Chegou a ser dramático quando declarou: “Não queremos mais que seus filhos sejam órfãos de pais vivos. Queremos a conciliação!”. Lembrou que, no passado, foi anistiado quem cometeu barbaridade no Brasil, numa referência explícita à Lei da Anistia que beneficiou militares e civis ligados aos governos militares e opositores. Organizações da sociedade civil vêm demandando uma revisão da legislação que, atualmente, é utilizada para proteger torturadores e assassinos que cometeram crimes contra a humanidade no período da ditadura que vigorou de 1964 a 1985. O colunista do UOL Leonardo Sakamoto lembra que a Corte Interamericana dos Direitos Humanos já condenou o Brasil por conta da Lei da Anistia, declarando que ela deveria ser invalidada, o que não foi acatado pelo Supremo Tribunal Federal. “Jair defendeu a prisão apenas para “quem depredou patrimônio público”, como se atentar contra a democracia não fosse muito mais custoso para uma nação. Em todo o caso, o tom do discurso de Bolsonaro, ontem, foi cauteloso até demais em comparação com a fala de Sete de Setembro de 2022 quando chamou o ministro Alexandre de Moraes, relator, hoje, dos atos golpistas no STF de “canalha”.
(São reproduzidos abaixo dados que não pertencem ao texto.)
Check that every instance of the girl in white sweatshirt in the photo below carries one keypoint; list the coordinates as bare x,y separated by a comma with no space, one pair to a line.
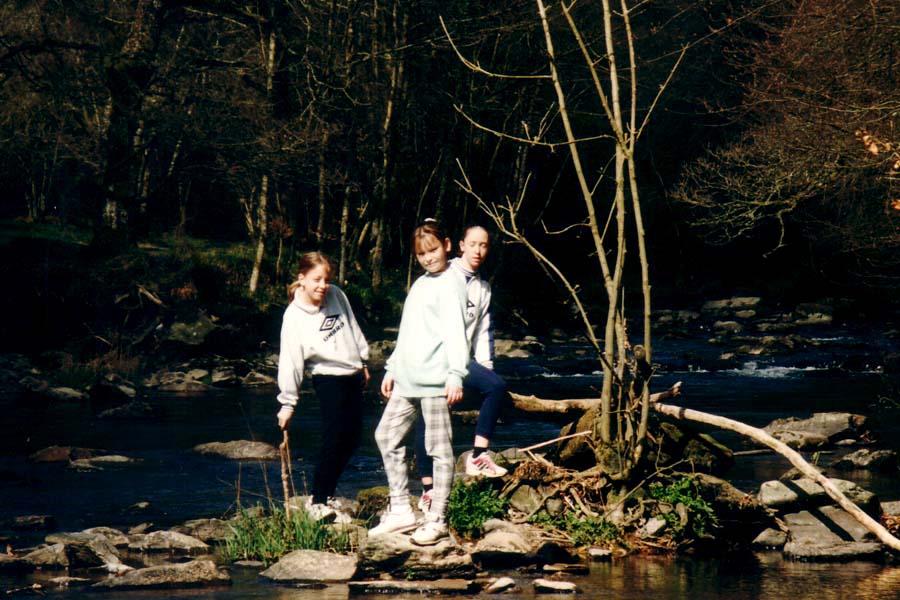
320,333
424,373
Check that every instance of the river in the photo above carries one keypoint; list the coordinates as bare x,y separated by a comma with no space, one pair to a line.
842,372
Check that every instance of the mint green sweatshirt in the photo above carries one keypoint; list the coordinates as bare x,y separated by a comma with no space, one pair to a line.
432,350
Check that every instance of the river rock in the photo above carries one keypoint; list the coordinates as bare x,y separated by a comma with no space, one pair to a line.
882,460
85,549
255,379
132,410
312,565
727,327
550,586
731,304
652,528
169,541
891,509
600,554
506,544
196,573
51,556
818,430
32,523
112,389
67,582
65,394
63,453
503,584
240,450
205,530
224,377
805,492
100,462
113,536
826,525
14,564
770,538
835,552
440,587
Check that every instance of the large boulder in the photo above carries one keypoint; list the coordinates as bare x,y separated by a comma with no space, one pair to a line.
396,554
312,565
819,430
829,534
240,450
168,541
84,550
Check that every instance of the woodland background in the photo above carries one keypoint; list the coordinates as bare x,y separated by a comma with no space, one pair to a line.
221,138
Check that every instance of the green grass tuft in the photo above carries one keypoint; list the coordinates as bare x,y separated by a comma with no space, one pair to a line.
472,503
268,537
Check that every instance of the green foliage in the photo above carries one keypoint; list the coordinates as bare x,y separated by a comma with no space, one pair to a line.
685,491
472,503
267,537
584,531
371,502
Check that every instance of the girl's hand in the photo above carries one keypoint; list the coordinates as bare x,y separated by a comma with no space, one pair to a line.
453,394
284,419
387,385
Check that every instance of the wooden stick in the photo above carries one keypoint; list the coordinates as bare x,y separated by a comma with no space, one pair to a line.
285,452
559,439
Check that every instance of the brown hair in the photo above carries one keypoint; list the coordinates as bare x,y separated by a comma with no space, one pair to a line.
428,227
307,262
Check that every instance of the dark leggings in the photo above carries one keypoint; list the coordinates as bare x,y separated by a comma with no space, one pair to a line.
340,403
489,386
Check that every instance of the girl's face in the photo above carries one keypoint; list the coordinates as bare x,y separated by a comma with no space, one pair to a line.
315,283
432,253
474,248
O colunista Leonardo Sakamoto ironizou, com rara felicidade, a postura adotada ontem por Bolsonaro, contrastando com seu figurino habitual de incendiário: “Sob a justificativa de “pacificar” o país, ele tenta convencer a turma que faltou às aulas de História que o melhor é um arranjo para não puni-lo pelos crimes que cometeu”. O malabarismo do ex-presidente não ofuscou o grande receio que o persegue – o de ir parar no xilindró, pela conivência com atos golpistas que buscavam a erosão do edifício constitucional brasileiro e a implantação de uma ditadura atípica no Brasil. Em sua defesa, tenta argumentar que não decretou o estado de defesa ou o estado de sítio, o que poderia ser inquinado em seu desfavor. Na conceituação que buscou transmitir aos seus seguidores, que atenderam o chamamento, golpe é tanque na rua, é arma, é conspiração, é arregimentação de classes políticas e empresariais. “Nada disso foi feito no Brasil”. Em seguida, emendou: “Agora, o golpe é porque teve uma minuta de um decreto de estado de defesa. Golpe usando a Constituição? Tenha santa paciência!”. O ex-presidente revelou, ainda, que está sendo perseguido desde antes da eleição de 2018.
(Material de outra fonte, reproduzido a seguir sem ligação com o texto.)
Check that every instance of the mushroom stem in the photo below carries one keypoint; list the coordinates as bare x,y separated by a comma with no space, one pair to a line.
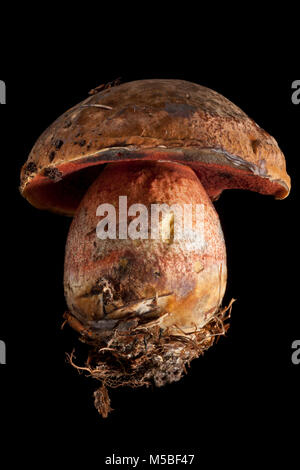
137,282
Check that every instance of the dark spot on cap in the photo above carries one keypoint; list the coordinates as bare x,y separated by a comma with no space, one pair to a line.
53,174
30,168
68,123
58,144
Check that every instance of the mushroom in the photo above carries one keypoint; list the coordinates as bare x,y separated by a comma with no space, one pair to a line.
148,306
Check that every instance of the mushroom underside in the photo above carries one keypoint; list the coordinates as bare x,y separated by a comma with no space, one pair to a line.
60,188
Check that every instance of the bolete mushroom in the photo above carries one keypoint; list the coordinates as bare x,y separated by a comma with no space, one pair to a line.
148,306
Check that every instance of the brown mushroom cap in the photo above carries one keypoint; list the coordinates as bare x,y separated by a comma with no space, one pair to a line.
171,120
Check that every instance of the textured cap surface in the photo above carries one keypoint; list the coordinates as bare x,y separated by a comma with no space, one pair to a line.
171,120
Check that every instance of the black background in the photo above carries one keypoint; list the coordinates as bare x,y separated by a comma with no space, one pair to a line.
243,395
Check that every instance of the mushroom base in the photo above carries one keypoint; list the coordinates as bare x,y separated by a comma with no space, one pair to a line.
145,354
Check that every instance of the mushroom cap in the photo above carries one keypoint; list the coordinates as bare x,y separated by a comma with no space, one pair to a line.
165,120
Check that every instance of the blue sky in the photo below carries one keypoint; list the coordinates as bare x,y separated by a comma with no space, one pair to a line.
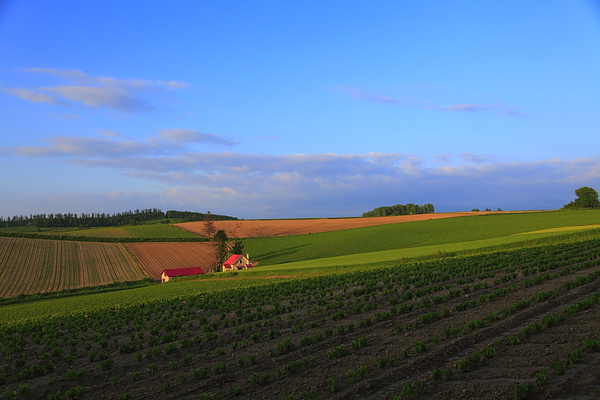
271,109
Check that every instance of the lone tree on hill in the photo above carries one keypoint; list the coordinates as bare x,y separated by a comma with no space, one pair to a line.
586,198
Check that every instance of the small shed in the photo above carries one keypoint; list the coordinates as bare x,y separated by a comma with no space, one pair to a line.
238,261
167,274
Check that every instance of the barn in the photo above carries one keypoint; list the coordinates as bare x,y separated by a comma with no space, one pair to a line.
238,261
167,274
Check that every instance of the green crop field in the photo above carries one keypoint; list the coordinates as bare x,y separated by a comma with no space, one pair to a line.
137,231
284,249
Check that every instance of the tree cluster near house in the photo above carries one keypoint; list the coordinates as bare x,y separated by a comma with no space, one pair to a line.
400,209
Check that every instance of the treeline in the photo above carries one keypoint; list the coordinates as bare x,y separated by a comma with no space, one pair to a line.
189,216
96,220
75,238
400,209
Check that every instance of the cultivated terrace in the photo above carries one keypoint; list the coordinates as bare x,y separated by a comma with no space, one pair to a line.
511,324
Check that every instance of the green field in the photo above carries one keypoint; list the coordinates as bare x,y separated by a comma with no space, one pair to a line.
285,249
136,231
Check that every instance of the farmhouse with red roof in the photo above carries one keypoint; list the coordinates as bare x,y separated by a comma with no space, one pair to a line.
238,261
167,274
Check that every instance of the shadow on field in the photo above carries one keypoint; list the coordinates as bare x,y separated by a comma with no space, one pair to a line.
283,252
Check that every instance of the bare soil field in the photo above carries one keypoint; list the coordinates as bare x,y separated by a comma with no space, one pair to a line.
153,258
286,227
36,266
521,324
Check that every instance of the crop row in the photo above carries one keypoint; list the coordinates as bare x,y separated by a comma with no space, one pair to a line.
257,340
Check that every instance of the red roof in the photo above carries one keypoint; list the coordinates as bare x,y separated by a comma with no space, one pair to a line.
232,259
183,271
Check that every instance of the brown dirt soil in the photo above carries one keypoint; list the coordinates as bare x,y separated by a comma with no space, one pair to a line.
339,313
287,227
37,266
153,258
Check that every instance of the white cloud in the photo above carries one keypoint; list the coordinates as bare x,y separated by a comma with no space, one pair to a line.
129,96
363,95
191,136
314,185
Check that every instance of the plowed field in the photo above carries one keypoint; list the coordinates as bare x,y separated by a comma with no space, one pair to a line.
37,266
515,324
286,227
153,258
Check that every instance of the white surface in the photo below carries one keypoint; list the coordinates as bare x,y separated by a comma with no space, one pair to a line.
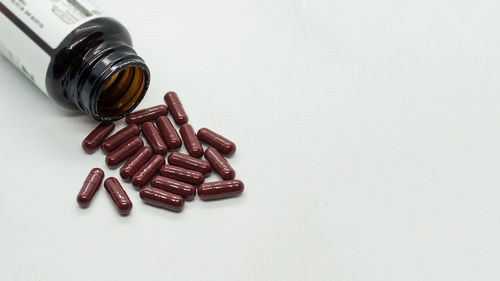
367,136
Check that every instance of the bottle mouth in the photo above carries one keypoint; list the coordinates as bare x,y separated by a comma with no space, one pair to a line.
122,92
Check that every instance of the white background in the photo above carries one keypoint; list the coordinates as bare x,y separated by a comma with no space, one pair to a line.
368,140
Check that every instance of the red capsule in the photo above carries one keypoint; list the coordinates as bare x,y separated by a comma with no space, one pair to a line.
135,162
220,189
90,187
118,195
154,138
175,107
189,162
123,152
219,164
147,114
120,137
146,172
161,198
176,187
95,138
222,144
168,132
191,141
182,174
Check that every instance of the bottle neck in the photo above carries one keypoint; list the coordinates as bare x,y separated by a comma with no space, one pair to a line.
110,81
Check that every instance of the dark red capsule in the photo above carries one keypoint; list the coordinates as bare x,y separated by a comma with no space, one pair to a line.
147,171
191,141
189,162
147,114
169,133
222,144
90,187
154,138
176,109
161,198
95,138
182,174
176,187
219,164
220,189
120,137
123,152
118,195
130,167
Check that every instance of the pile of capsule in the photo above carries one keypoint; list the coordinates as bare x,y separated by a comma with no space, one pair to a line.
162,185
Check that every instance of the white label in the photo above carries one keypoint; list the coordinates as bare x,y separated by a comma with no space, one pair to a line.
51,21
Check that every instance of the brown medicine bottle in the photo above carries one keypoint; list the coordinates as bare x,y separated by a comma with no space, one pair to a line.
75,54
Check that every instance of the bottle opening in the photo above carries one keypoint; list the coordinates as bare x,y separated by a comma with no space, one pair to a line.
122,92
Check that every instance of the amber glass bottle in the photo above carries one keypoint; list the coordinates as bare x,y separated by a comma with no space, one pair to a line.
74,54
Mencionou os inquéritos em curso contra ele na esfera do Supremo Tribunal Federal, asseverando que “a perseguição” aumentou quando ele perdeu as eleições presidenciais e deixou o cargo de chefe do Executivo. Foi quando recorreu, mais uma vez, a recursos de prestidigitação para sensibilizar os apoiadores a não arredarem pé da sua defesa e, sobretudo, a não permitir que ele venha a ser preso para responder por atos ilegais e inconstitucionais de que é acusado e sobre os quais ficou em silêncio, por orientação dos próprios advogados, no depoimento que iria oferecer à Polícia Federal na semana passada, no bojo do inquérito que já ouviu inúmeros outros arrolados, alguns dos quais ex-interlocutores próximos de Jair Bolsonaro, que ocuparam posições de destaque ou estratégicas no Planalto no período em que ele esteve presidente da República. “O povo brasileiro não merece estar vivendo esse momento, onde tão poucos, pouquíssimos, causam tanto mal a todos nós. Nós ainda podemos fazer muito pela pátria”, apelou Jair Bolsonaro, seguindo o “script” que lhe foi recomendado para não desencadear um confronto maior com a manifestação convocada para a Avenida Paulista.
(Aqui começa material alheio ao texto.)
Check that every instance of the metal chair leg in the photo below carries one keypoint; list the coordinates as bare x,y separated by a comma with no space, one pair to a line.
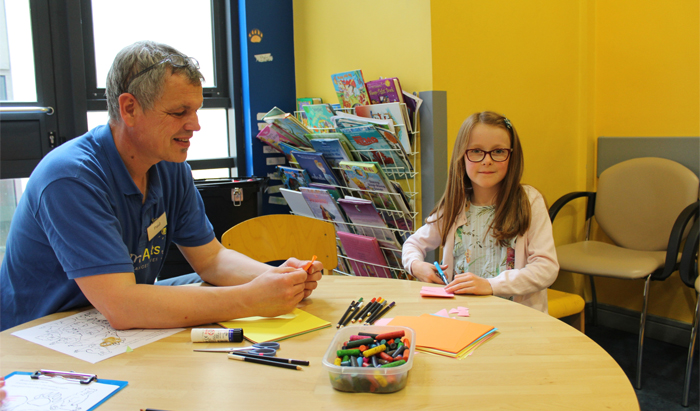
642,326
691,351
594,302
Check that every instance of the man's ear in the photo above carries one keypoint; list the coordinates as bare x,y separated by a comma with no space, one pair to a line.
128,107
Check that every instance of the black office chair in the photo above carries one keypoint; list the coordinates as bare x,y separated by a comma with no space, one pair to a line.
644,206
689,274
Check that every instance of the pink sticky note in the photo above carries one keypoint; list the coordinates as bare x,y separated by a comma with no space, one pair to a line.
442,313
435,292
460,311
382,321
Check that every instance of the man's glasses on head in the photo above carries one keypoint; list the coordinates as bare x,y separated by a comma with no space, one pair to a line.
175,60
498,155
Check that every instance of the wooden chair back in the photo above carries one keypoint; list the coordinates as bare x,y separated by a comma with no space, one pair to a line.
281,236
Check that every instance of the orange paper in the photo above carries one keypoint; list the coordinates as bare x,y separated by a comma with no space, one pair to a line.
440,333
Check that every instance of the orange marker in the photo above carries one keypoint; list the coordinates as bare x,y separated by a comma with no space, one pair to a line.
308,265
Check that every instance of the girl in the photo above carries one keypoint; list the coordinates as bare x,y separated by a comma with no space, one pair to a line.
495,233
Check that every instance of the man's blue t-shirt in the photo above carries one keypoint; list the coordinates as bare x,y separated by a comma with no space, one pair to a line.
82,214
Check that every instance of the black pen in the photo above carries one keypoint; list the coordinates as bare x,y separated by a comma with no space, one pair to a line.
379,314
369,307
275,359
263,362
340,322
375,310
363,311
347,319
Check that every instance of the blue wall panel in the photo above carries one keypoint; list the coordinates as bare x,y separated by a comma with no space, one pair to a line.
268,77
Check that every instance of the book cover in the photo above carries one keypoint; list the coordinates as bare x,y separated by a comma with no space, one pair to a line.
332,190
366,258
368,222
395,112
347,120
272,136
293,178
289,123
324,207
319,116
332,150
350,88
287,150
386,90
317,167
295,201
343,140
371,183
379,146
264,329
305,101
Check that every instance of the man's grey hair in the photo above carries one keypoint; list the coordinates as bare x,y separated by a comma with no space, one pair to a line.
147,87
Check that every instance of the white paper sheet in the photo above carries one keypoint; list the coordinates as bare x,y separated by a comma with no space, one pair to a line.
89,337
25,394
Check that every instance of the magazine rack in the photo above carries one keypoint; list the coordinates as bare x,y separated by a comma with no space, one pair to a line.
387,203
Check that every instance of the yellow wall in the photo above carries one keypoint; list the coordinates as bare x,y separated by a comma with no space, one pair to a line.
564,72
383,38
648,84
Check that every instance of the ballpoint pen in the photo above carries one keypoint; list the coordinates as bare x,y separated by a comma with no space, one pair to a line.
440,273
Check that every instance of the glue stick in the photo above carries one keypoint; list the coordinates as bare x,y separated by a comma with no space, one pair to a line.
216,335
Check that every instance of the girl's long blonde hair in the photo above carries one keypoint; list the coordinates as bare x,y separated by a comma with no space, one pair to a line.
512,205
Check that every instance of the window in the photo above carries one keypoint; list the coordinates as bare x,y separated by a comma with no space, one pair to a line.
75,42
17,76
201,40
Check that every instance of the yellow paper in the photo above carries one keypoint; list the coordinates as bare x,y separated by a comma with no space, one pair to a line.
262,329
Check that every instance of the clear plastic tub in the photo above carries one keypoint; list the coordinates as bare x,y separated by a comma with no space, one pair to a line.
367,379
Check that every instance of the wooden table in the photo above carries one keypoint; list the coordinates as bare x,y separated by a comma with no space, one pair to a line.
536,362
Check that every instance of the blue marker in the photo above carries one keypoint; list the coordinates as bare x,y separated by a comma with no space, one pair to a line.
440,273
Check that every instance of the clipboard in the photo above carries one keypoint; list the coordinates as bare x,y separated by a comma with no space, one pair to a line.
57,386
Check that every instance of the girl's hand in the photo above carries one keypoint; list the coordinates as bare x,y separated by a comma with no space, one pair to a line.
468,283
426,272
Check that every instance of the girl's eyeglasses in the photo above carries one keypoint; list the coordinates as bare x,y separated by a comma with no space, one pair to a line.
498,155
175,60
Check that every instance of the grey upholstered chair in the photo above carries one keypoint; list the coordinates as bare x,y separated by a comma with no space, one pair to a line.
643,205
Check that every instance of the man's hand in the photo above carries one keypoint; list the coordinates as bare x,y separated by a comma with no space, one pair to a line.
426,272
278,290
468,283
314,274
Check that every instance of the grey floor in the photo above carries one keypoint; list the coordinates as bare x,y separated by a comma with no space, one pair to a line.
663,368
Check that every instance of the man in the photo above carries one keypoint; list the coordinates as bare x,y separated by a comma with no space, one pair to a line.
100,211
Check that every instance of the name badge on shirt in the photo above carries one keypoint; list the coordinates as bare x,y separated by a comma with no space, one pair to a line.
157,225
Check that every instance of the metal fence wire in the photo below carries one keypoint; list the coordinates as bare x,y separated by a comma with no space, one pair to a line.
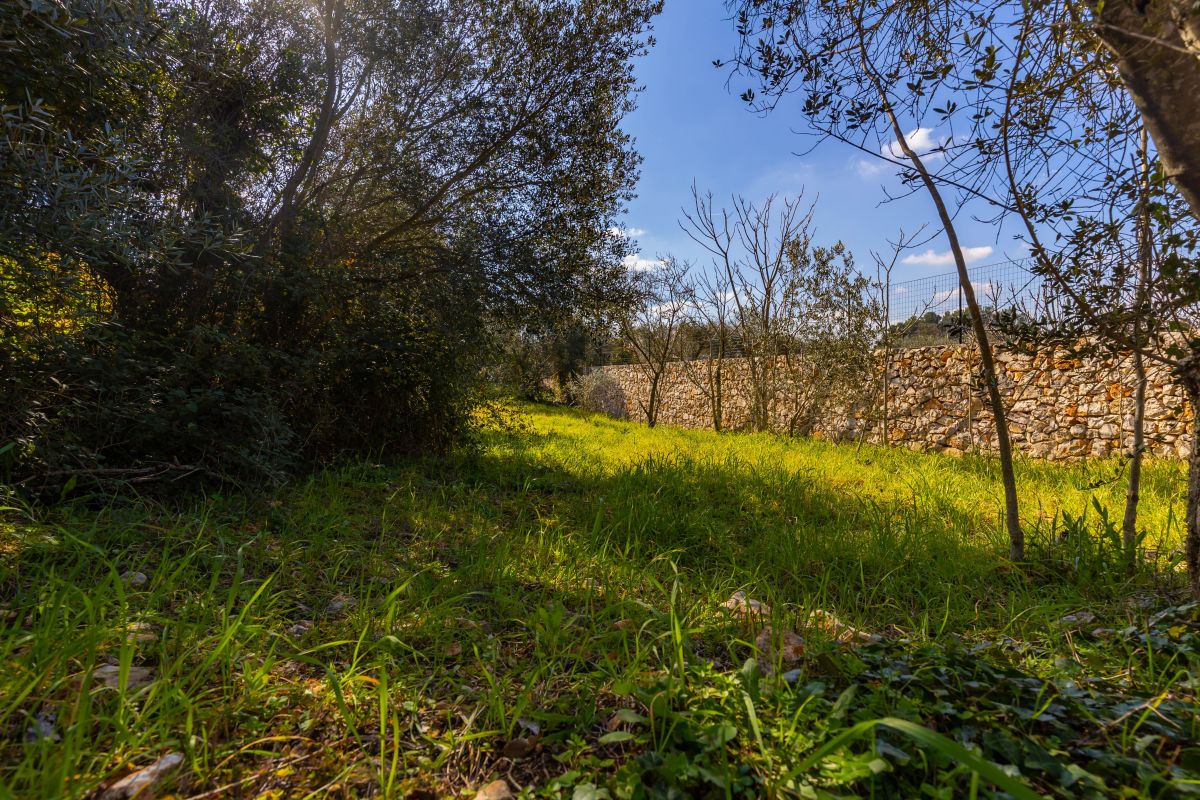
931,310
Apesar de toda a mobilização ensaiada, ontem, e de toda a mistificação produzida no palanque armado, a Operação deflagrada pela Polícia Federal no início de fevereiro, segue seu curso normal, com os desdobramentos anunciados, incluindo a possibilidade de prisão do ex-presidente da República. Essa operação atingiu em cheio a extrema direita, conforme analistas políticos da mídia do Sul do país, ao focalizar na cena do crime o ex-presidente Bolsonaro, o seu entorno de militares e outras figuras importantes do seu governo, todos enredados na construção de uma trama golpista para tentar mantê-lo no poder e ignorar o resultado eleitoral de 2022 que apontou a vitória de Luiz Inácio Lula da Silva (PT). Ex-ministros importantes como os generais Braga Neto, Augusto Heleno e Paulo Sérgio Nogueira são apontados como artífices de manobras golpistas. Pelo menos 16 militares estão sob a mira da Polícia Federal por participação ou envolvimento na articulação do fracassado golpe de Estado que teve repercussão internacional negativa para o país.